Quick nearest neighbor search in the 150-dimensional space
PostgreSQL 9.6 using cube
First install the cube extension
CREATE EXTENSION cube;
Now we will create some n-dimensional space with 100,000 points in 50 dimensions. In addition we'll add a GIST index.
CREATE TEMP TABLE space_nd
AS
SELECT i, cube(array_agg(random()::float)) AS c
FROM generate_series(1,1e5) AS i
CROSS JOIN LATERAL generate_series(1,50)
AS x
GROUP BY i;
CREATE INDEX ON space_nd USING gist ( c );
ANALYZE space_nd;
Now we will generate a single point and use the <->
operater to find the nearest point using Eucledian distance.
WITH points AS (
SELECT cube(array_agg(random()::float)) AS c
FROM generate_series(1,50)
AS x
)
SELECT i,
pg_typeof(space_nd.c),
pg_typeof(points.c),
cube_distance(space_nd.c, points.c)
FROM space_nd
CROSS JOIN points
ORDER BY space_nd.c <-> points.c
LIMIT 5;
PostgreSQL 9.6+ supports other distance operators over cube
. All of which can use the GIST index we created. Namely,
a <-> b float8 Euclidean distance between a and b.
a <#> b float8 Taxicab (L-1 metric) distance between a and b.
a <=> b float8 Chebyshev (L-inf metric) distance between a and b.

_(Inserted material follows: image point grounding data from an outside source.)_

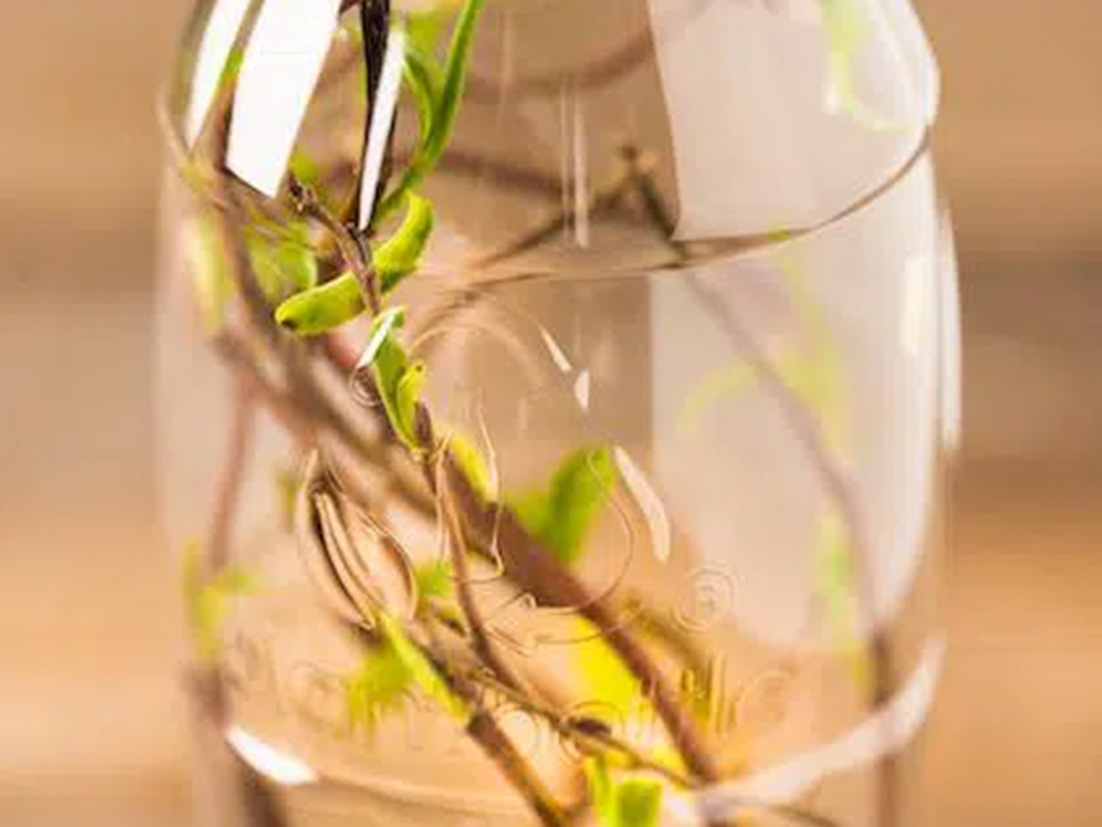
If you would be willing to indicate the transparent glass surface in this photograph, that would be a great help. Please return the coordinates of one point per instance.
(631, 514)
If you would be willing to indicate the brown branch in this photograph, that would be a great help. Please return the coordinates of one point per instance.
(353, 249)
(538, 572)
(802, 425)
(457, 546)
(484, 730)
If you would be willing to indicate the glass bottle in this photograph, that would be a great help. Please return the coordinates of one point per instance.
(555, 405)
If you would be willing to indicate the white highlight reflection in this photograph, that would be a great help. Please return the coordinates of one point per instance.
(282, 64)
(270, 762)
(876, 737)
(382, 119)
(218, 38)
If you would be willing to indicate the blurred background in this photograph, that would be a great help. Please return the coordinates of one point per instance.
(89, 723)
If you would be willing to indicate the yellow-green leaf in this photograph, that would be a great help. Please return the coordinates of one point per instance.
(399, 256)
(323, 308)
(434, 580)
(472, 463)
(207, 600)
(838, 587)
(406, 401)
(283, 265)
(562, 516)
(635, 801)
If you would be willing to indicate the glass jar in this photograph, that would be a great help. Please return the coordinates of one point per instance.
(555, 403)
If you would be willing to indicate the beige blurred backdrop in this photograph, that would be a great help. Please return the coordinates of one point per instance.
(89, 731)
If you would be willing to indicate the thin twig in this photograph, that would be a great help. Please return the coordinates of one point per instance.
(802, 423)
(353, 249)
(485, 731)
(538, 572)
(457, 547)
(806, 429)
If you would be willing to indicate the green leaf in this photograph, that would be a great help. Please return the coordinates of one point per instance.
(421, 670)
(847, 29)
(455, 76)
(562, 516)
(436, 131)
(424, 78)
(399, 384)
(214, 289)
(381, 328)
(812, 373)
(472, 463)
(378, 687)
(434, 580)
(323, 308)
(406, 400)
(207, 601)
(639, 803)
(602, 676)
(836, 584)
(634, 802)
(399, 256)
(283, 266)
(423, 28)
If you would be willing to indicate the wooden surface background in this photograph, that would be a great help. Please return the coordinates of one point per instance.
(88, 720)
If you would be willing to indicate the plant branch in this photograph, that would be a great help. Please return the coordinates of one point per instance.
(539, 573)
(353, 249)
(457, 546)
(484, 730)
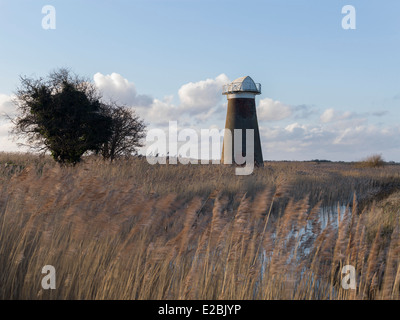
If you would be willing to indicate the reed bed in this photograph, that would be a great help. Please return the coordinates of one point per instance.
(129, 230)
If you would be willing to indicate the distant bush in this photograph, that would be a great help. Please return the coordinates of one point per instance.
(373, 161)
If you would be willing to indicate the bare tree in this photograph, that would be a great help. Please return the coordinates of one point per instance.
(128, 131)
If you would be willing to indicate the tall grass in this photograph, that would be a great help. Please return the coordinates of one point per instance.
(111, 235)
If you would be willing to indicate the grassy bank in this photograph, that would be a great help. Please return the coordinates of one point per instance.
(128, 230)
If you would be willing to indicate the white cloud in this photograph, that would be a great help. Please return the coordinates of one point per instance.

That said there is one caveat,
To make it harder for people to break things, there is a limit of 100 on the number of dimensions of cubes. This is set in cubedata.h if you need something bigger.
You ask for 150 dimensions. That may present a minor complication.
Consider performing dimension reduction first (eg. Principle Component Analysis).
Then your are doing NN in small number of dimensions with higher performance.
You can use Pl/R to perform PCA inside postgres if needed.